婁巡渴得嘴皮子都幹裂了,吸一口水肩膀就扯着疼一下,他喝了兩口就抿着唇别開了臉,胖臉會意,忙将杯子擱回了台子上。
好歹喉嚨過過水了,倒沒了那種火燒火燎的感覺了,婁巡再次開口的時候聲音也不像之前那般低啞無力了。
隻是問出來的問題卻讓胖臉的臉色刷一下白了,跟抹了層粉似的,看着有些吓人。
婁巡問:“你叫什麼?”
胖臉驚疑不定的瞪着婁巡,片刻後臉色凝重的拔腿就往外面跑,邊跑邊喊,“醫生……醫生快來一下,我們副隊好像不太對……”
婁巡一臉懵逼的盯着胖臉兔子似的跑出病房,一分鐘不到拖着個一身白大褂的眼鏡男又從門口撞了進來,一臉驚恐的指着病床上的他沖那眼鏡男道,“他……他好像失……失憶了。”
婁巡:“?”
眼鏡男:“?”
眼鏡男面色也凝重了起來,打着小電筒掰着婁巡的眼睛這邊照照那邊照照,完事兒後又開始問他問題。
基本就是一些你叫什麼你多大年紀你的工作單位是什麼你的崗位是什麼這樣的問題,婁巡雖然不大想搭理人,但也都按着标準給回答了。
胖臉頓時松了口氣,“吓死我了。”
“一切正常,”醫生說,“可能就是剛醒過來思維還不大清楚,别一驚一乍的自己吓自己,”說罷又轉臉看向婁巡,“你身體底子好,傷口恢複應該不會很慢,不過……”說到這裡他臉色微沉,語氣也凝重了幾分,“你雖然送醫及時,但事發後又使了大力,子彈卡在骨頭間在大力的作用下被迫擠壓後造成了二次受傷,今後再想拿槍估計會有點兒困難。”
這都在婁巡的意料之中,他連眉毛都沒抖一下,隻輕輕‘嗯’了聲表示知道了。
那胖臉卻比他還急,剛恢複原色的臉又刷一下白了個度,扯着醫生的胳膊硬是不讓人走,指着婁巡道,“不可能,你們是不是檢查錯了?”

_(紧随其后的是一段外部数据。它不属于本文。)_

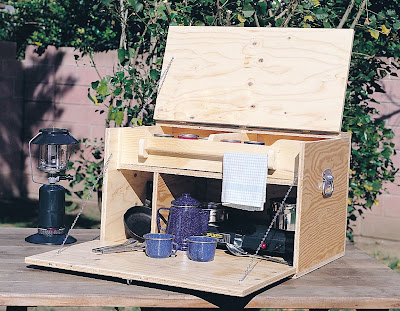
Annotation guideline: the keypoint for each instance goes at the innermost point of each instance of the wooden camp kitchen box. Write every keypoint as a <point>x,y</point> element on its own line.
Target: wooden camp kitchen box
<point>281,86</point>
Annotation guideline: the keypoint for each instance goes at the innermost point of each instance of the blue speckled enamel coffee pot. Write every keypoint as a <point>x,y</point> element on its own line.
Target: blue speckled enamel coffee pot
<point>185,219</point>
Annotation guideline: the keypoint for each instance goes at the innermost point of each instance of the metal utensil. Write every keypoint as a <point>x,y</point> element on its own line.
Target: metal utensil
<point>238,251</point>
<point>127,246</point>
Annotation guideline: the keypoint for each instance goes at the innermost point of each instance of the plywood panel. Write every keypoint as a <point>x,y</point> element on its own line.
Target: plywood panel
<point>321,222</point>
<point>283,78</point>
<point>219,276</point>
<point>121,189</point>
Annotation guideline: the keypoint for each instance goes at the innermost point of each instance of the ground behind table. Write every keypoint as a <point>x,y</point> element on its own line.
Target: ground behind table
<point>355,281</point>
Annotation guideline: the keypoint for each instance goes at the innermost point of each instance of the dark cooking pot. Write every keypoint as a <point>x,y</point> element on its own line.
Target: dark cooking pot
<point>218,213</point>
<point>185,219</point>
<point>137,222</point>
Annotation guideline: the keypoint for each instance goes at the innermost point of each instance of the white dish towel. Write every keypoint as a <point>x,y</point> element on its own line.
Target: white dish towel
<point>244,180</point>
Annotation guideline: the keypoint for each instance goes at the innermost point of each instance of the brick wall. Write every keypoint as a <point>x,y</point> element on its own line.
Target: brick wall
<point>51,90</point>
<point>44,91</point>
<point>383,221</point>
<point>10,120</point>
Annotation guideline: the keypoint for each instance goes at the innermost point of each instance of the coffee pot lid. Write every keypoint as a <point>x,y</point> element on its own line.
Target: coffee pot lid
<point>185,200</point>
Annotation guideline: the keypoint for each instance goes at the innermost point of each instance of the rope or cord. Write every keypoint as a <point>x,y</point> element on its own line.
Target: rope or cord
<point>84,203</point>
<point>250,266</point>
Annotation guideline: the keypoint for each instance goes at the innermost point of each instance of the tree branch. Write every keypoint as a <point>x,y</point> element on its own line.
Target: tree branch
<point>256,19</point>
<point>359,13</point>
<point>286,22</point>
<point>346,14</point>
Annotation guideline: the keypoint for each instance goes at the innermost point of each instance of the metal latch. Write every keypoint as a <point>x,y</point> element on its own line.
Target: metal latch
<point>327,183</point>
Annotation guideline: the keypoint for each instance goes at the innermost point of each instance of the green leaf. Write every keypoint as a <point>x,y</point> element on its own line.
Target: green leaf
<point>120,75</point>
<point>396,25</point>
<point>117,91</point>
<point>248,10</point>
<point>122,54</point>
<point>119,117</point>
<point>154,74</point>
<point>376,185</point>
<point>320,13</point>
<point>103,88</point>
<point>95,85</point>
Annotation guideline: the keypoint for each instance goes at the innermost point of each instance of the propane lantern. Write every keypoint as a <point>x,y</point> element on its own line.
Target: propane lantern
<point>54,153</point>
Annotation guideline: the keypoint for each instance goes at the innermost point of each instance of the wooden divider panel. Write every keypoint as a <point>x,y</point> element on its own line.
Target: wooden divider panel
<point>121,189</point>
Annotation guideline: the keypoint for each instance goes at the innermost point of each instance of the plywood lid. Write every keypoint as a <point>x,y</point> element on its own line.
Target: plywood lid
<point>280,78</point>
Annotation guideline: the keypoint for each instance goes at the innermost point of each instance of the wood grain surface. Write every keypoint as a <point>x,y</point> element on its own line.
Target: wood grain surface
<point>353,281</point>
<point>283,78</point>
<point>321,222</point>
<point>220,276</point>
<point>121,189</point>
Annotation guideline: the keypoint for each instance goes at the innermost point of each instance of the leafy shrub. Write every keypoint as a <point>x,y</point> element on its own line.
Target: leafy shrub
<point>376,27</point>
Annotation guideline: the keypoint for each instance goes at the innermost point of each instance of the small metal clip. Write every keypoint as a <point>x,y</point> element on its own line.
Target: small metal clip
<point>327,183</point>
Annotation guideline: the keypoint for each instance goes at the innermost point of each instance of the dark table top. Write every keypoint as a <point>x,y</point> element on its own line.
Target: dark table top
<point>355,281</point>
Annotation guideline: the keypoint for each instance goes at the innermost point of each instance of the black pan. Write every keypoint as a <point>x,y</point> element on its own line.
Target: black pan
<point>137,222</point>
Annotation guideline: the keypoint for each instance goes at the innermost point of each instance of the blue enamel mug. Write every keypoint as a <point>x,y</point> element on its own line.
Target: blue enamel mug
<point>201,248</point>
<point>160,245</point>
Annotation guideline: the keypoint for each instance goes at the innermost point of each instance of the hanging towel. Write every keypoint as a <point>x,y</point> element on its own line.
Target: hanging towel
<point>244,180</point>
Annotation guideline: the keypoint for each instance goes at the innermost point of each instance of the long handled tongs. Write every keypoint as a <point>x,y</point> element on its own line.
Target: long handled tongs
<point>128,246</point>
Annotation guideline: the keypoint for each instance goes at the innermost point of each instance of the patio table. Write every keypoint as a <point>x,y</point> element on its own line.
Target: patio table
<point>355,281</point>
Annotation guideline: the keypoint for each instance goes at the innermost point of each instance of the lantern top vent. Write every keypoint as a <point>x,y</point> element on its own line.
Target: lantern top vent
<point>54,136</point>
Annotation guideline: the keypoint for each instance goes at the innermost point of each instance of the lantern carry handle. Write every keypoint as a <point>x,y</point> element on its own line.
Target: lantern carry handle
<point>30,160</point>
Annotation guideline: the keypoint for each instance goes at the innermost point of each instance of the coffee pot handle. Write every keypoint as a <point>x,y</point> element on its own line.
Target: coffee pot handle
<point>163,219</point>
<point>206,216</point>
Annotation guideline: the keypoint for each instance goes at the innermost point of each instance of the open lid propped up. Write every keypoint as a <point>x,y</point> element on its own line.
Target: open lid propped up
<point>277,78</point>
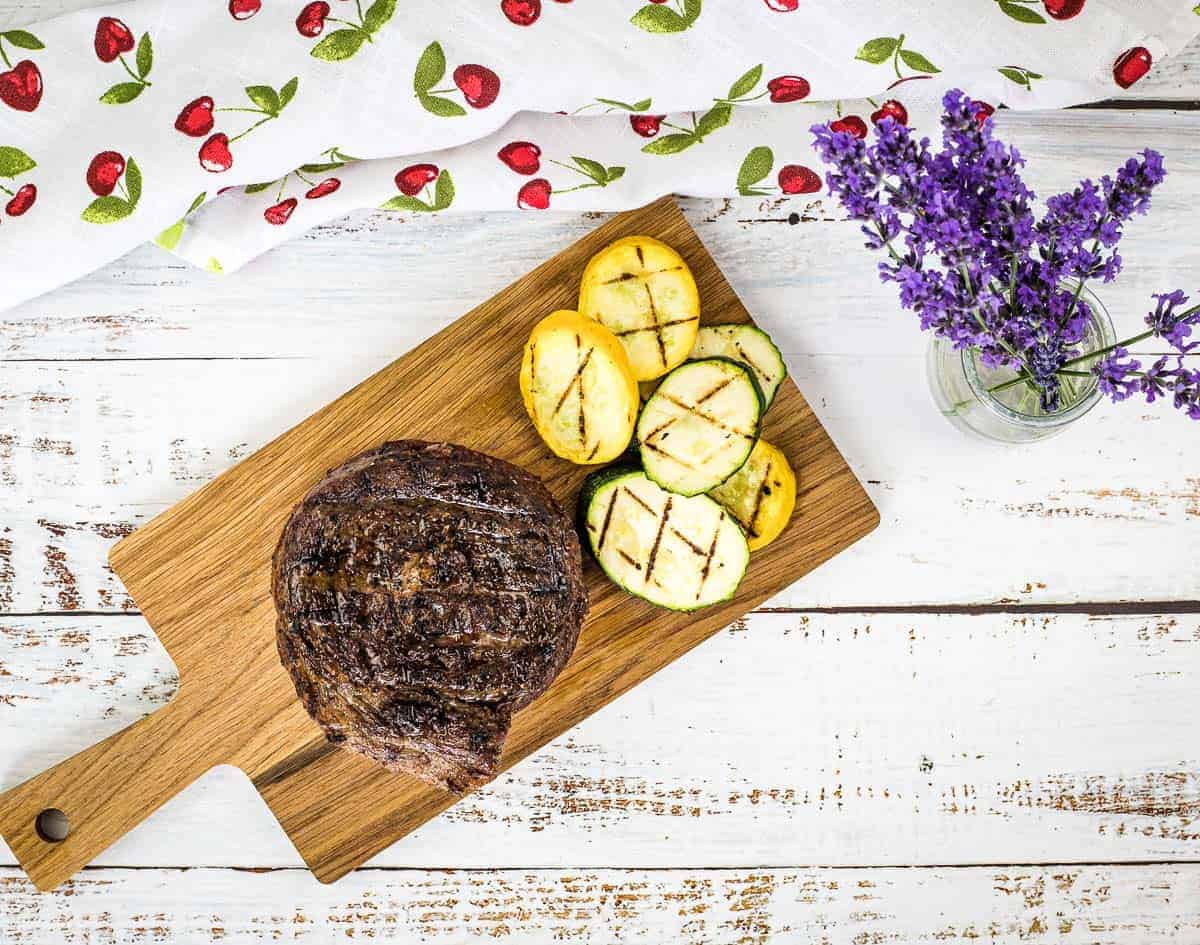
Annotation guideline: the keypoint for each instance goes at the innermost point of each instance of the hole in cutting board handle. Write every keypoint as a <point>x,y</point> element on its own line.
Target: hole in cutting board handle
<point>52,825</point>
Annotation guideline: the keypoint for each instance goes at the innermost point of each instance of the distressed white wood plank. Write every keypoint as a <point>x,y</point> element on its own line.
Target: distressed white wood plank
<point>372,286</point>
<point>1092,906</point>
<point>87,452</point>
<point>90,450</point>
<point>791,740</point>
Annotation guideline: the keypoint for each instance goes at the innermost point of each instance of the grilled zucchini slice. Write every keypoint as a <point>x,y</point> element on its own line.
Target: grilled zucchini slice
<point>642,290</point>
<point>700,425</point>
<point>577,389</point>
<point>750,345</point>
<point>761,495</point>
<point>673,551</point>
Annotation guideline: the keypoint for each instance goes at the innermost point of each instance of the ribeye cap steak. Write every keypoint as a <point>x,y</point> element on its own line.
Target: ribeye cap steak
<point>425,593</point>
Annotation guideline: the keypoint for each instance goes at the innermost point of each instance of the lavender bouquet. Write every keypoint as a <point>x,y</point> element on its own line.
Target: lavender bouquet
<point>979,270</point>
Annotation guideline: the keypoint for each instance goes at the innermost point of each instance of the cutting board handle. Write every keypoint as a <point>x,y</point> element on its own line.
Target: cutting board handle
<point>108,789</point>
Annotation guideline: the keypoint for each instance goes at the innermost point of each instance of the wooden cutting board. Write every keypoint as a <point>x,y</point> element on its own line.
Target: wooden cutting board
<point>201,573</point>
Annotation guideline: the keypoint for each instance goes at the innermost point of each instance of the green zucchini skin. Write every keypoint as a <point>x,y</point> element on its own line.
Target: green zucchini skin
<point>712,528</point>
<point>717,341</point>
<point>651,464</point>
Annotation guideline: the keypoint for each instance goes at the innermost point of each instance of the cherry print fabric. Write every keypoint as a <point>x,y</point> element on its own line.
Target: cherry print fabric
<point>223,127</point>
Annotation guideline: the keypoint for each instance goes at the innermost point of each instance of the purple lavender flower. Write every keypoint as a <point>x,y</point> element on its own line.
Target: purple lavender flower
<point>1119,374</point>
<point>1174,327</point>
<point>969,257</point>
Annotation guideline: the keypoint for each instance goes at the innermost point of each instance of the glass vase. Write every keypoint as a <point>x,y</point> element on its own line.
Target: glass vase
<point>964,389</point>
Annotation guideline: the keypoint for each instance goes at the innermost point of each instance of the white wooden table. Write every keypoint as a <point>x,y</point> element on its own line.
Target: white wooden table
<point>979,723</point>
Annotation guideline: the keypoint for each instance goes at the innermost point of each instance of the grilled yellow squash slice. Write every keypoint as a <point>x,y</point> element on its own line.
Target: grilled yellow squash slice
<point>761,495</point>
<point>577,389</point>
<point>645,294</point>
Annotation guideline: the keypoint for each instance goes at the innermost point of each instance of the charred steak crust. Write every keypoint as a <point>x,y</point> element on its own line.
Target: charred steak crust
<point>425,593</point>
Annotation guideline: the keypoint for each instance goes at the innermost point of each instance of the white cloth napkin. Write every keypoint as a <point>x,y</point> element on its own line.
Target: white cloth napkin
<point>108,115</point>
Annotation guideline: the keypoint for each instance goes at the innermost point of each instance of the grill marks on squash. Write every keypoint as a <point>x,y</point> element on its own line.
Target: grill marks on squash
<point>641,290</point>
<point>653,440</point>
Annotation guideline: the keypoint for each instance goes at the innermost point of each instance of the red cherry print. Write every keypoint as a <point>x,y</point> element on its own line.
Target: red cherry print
<point>646,125</point>
<point>277,214</point>
<point>215,154</point>
<point>244,8</point>
<point>21,200</point>
<point>1063,8</point>
<point>196,118</point>
<point>798,179</point>
<point>113,37</point>
<point>523,157</point>
<point>851,124</point>
<point>892,109</point>
<point>312,18</point>
<point>479,85</point>
<point>789,89</point>
<point>323,190</point>
<point>21,86</point>
<point>1132,65</point>
<point>521,12</point>
<point>103,172</point>
<point>534,194</point>
<point>413,179</point>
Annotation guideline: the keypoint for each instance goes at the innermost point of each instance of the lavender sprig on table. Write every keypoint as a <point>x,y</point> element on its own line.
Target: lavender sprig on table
<point>971,259</point>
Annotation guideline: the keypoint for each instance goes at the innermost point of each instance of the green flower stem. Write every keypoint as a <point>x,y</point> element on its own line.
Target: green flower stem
<point>576,187</point>
<point>261,121</point>
<point>571,167</point>
<point>133,76</point>
<point>741,101</point>
<point>355,26</point>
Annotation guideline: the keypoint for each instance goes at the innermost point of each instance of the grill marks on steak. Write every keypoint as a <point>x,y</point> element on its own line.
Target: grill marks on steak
<point>425,593</point>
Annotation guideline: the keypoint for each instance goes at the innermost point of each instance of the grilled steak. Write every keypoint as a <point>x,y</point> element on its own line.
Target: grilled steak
<point>425,593</point>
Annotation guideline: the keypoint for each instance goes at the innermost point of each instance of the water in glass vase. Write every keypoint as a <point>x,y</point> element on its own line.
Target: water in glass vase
<point>996,404</point>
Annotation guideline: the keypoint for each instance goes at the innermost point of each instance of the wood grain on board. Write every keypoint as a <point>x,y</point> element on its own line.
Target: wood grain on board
<point>201,573</point>
<point>125,391</point>
<point>835,739</point>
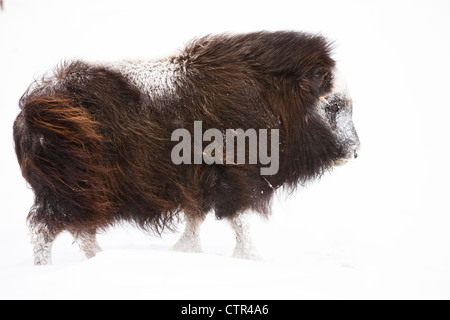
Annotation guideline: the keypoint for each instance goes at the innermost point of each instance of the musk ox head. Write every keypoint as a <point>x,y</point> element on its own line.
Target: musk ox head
<point>336,110</point>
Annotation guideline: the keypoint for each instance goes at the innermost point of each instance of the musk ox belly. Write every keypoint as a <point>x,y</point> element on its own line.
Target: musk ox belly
<point>181,93</point>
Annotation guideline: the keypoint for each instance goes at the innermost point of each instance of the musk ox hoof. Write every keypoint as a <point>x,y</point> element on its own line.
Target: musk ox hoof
<point>247,254</point>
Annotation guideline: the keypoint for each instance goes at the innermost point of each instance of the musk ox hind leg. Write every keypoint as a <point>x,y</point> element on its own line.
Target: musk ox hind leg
<point>87,241</point>
<point>244,245</point>
<point>42,236</point>
<point>190,240</point>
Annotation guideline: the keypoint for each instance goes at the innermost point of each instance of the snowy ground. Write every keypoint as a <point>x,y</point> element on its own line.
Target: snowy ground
<point>376,228</point>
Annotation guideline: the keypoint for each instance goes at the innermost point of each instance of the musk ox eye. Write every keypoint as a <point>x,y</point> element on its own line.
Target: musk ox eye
<point>334,108</point>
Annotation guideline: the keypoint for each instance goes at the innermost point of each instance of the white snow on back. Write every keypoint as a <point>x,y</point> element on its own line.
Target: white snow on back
<point>156,78</point>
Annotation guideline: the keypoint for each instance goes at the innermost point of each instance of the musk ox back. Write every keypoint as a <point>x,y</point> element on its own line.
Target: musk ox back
<point>97,141</point>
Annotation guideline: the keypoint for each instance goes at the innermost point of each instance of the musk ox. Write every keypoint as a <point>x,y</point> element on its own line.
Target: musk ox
<point>95,141</point>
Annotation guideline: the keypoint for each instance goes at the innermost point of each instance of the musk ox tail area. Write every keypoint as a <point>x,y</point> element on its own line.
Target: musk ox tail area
<point>58,148</point>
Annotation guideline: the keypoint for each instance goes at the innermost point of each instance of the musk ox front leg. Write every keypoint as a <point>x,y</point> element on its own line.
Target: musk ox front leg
<point>87,241</point>
<point>42,237</point>
<point>190,240</point>
<point>244,245</point>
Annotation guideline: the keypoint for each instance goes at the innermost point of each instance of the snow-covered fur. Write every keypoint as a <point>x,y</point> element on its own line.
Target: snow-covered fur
<point>94,139</point>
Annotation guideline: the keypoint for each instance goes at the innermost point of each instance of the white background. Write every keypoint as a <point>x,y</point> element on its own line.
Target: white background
<point>376,228</point>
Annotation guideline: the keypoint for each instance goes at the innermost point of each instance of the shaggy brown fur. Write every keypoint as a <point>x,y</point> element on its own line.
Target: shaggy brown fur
<point>96,149</point>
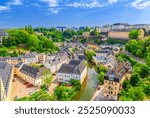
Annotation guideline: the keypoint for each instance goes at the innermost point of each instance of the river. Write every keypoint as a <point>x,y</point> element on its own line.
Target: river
<point>88,87</point>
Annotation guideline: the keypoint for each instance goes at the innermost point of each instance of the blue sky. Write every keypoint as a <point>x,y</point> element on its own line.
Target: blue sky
<point>48,13</point>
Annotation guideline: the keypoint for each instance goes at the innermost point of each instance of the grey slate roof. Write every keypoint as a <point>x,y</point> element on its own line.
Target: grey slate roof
<point>5,73</point>
<point>74,67</point>
<point>120,30</point>
<point>3,33</point>
<point>18,65</point>
<point>118,72</point>
<point>30,71</point>
<point>58,58</point>
<point>29,55</point>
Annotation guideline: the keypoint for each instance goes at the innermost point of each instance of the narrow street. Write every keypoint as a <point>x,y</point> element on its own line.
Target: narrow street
<point>136,58</point>
<point>98,96</point>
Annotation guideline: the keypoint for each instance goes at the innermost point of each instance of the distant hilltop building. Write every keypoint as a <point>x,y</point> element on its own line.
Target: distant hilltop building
<point>29,74</point>
<point>114,79</point>
<point>6,78</point>
<point>121,26</point>
<point>2,35</point>
<point>124,27</point>
<point>123,34</point>
<point>61,28</point>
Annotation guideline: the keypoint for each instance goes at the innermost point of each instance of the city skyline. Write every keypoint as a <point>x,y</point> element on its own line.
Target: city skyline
<point>48,13</point>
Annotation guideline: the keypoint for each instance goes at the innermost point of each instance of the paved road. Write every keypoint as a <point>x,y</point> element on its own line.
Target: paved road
<point>98,96</point>
<point>136,58</point>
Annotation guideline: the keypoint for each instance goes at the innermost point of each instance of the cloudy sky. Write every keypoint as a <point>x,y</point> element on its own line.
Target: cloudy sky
<point>47,13</point>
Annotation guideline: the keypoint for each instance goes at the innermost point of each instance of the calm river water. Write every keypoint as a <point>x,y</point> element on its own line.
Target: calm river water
<point>88,87</point>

“中槍的位置很巧妙,子彈正好卡在肩胛骨那兒,雖然及時取出來了,但損傷也不小,”醫生神情嚴肅,半點兒不像玩笑的樣子,“不過以前也完全康複如初的個别案例。”
婁巡從醫生告知傷情到接受事實似乎都沒個過度,臉上的表情一直處于平靜狀态,似乎對這個結果早已知曉。
比起他的平靜,胖臉就顯得相當暴躁了,醫生走後,他跟個沒頭蒼蠅似的在病房裡走來走去,走得婁巡頭都暈了。
“你要不坐會兒要不出去,”婁巡實在沒忍住,擰着眉一臉不爽的瞪着他,“晃得我眼暈。”
“這事兒得跟隊長說。”胖臉重新坐回椅子上沖婁巡道。
“不急,”婁巡閉了閉眼,突然轉臉問他,“那天送醫院去的人質怎麼樣了?”
“應該早就沒事了。”胖臉略顯不屑的道,“本來也沒傷着,隻是吓暈過去了。”
婁巡又問,“這兩天有沒有人來看過我?”
“咱們一中隊能來的戰友都來了,”胖臉立馬道,“隊長昨天晚上過來了一趟,那會兒你還在手術,他有任務在身就先走了。”
“别的呢?”婁問蹙眉。
“嗯?”胖臉不解的看着婁巡略顯蒼白的臉,半晌後恍然,“你家裡暫時還沒通知,隊長說等你醒了看你意思……”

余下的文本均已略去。